- Last Updated: 25 November 2015 25 November 2015
Dr. Komaroff’s current view on infectious agents and CFS
Infectious agents, mostly viruses and sometimes bacteria, can probably trigger and perpetuate CFS. “There is enough evidence in the literature that this now is pretty well-established.”
The agents all share a common property —they can’t be eradicated by the immune system. “…There is now solid evidence that CFS can follow a new infection— the Australian study nailed that to most everyone’s satisfaction.”
It’s possible in CFS that different infectious agents interact with each other to cause symptoms. For instance, it’s possible if XMRV is involved and is reawakened, that it then reawakens a second virus, and both are needed to cause the symptoms of the illness. Such a process “would be tough to study, but doable.”
If Dr. Komaroff thinks back over 20 years ago when he gave his first talk to the Massachusetts CFIDS/ME & FM Association, it was a time when many people were sick, and most of the world around them including the medical community, really did not necessarily believe that CFS patients were sick with a biologically-based illness. There were no diagnostic tests or treatments available.

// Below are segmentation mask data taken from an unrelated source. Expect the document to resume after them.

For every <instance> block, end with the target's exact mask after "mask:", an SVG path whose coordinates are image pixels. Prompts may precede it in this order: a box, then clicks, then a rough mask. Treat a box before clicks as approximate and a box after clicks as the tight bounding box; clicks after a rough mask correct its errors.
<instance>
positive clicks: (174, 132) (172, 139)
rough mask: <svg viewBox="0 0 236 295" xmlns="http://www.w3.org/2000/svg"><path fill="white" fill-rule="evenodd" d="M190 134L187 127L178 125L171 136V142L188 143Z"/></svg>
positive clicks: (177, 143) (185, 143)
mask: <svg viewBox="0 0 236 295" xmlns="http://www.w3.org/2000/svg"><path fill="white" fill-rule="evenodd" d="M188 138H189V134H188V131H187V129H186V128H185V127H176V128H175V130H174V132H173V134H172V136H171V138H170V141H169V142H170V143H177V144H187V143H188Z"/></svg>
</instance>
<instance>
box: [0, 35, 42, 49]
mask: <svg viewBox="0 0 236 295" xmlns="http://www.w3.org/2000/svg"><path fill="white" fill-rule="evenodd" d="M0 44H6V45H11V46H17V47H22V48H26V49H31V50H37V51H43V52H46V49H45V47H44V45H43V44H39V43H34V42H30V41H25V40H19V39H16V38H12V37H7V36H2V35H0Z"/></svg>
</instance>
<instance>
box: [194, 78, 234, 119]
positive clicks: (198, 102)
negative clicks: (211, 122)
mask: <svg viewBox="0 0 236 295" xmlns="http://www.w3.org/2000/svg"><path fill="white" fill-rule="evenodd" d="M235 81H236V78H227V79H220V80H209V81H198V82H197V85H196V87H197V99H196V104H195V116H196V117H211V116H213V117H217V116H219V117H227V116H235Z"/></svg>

Now 20 years and more than 5,000 research papers later, there are hundreds of laboratories around the world studying this illness. “We still don’t have a cure, there isn’t a really good diagnostic test, but looking at it from the trenches as a physician and researcher of the illness, I am very impressed at how much we have learned, and by how attitudes around me in the medical community have changed—although they haven’t fully changed to the degree I would like. There are still some skeptics.”
Dr. Komaroff cited current studies by the CDC of national doctor attitudes toward CFS that found that about 75%-80% of American physicians now believe that CFS is really a biologically-based disease.
“Doctors are very frustrated by CFS, and they’re not always happy to see patients with the illness, because a doctor wants to have a solution for the patient. And if the doctor doesn’t even have a diagnostic test, let alone a cure, a doctor feels like she or he is failing in his or her responsibility to the patient.”
Dr. Komaroff thinks attitudes towards CFS research will rapidly change in a positive way if there proves to be a diagnostic test or marker within the next couple of years.
He’s optimistic that in the next two years there will be more progress than has already occurred in the last 20 years, because of the existing 5000 research studies that now provide the foundation for that progress.
The Massachusetts CFIDS/ME & FM Association is grateful to the pioneer and current CFS researchers and clinicians who have given of themselves over the last 20 years to discover and build the knowledge toward an understanding and treatment of CFS/ME.